Bagi Bank Ina, Sucor AM merupakan mitra manajer investasi kedua yang bekerja sama dengan perseroan. Pasalnya, bank yang juga bagian dari Salim Group itu baru saja mengantongi lisensi sebagai Aperd pada akhir tahun lalu.
Wakil Direktur Utama Bank Ina Yulius Purnama Junaedi berharap, keberadaan produk reksa dana Sucor AM dapat memenuhi kebutuhan investasi nasabah dengan profil risiko dan tujuan keuangan yang beragam.
“Bank Ina terus berupaya menyediakan variasi produk, sesuai kebutuhan transaksi maupun kebutuhan investasi bagi nasabah, khususnya segmen mass affluent. Keberadaan produk Sucor AM membuat Bank INA memiliki pilihan produk investasi reksa dana yang lengkap, selain investasi Surat Berharga Negara (SBN), deposito, dan valuta asing," papar Yulius.
Baca Juga
Bank Ina pun menyampaikan, pihaknya menargetkan penjualan reksa dana Sucor dengan total dana kelolaan (asset under management/AUM) Rp 75 miliar pada tahap awal ini.

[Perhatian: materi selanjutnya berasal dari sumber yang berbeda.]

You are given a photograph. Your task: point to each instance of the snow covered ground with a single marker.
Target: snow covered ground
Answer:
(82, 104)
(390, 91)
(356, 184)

Produk reksa dana yang tersedia di Bank INA dirancang untuk berbagai tujuan investasi, mulai dari instrumen pasar uang yang lebih likuid, hingga reksa dana saham yang memiliki potensi pertumbuhan jangka panjang.
Yulius mencontohkan, Sucorinvest Equity Fund merupakan produk yang ditujukan bagi investor dengan profil risiko agresif, sementara Sucorinvest Money Market Fund (SMMF) lebih cocok untuk investor yang mengutamakan stabilitas dana.
Kedua perusahaan optimistis, kemitraan tersebut akan memberi dampak positif bagi pertumbuhan industri reksa dana di Indonesia, serta membantu lebih banyak masyarakat mencapai tujuan keuangan mereka.
Selain mengumumkan kerja sama, Sucor AM turut membahas prospek industri reksa dana 2025, yang mencakup peluang pertumbuhan serta strategi investasi perusahaan dalam menghadapi dinamika pasar.
Di tengah ketidakpastian kondisi ekonomi maupun geopolitik, Sucor AM memandang, kesadaran akan perencanaan keuangan jangka panjang menjadi sebuah langkah krusial dan momentum strategis untuk mendorong partisipasi investasi masyarakat.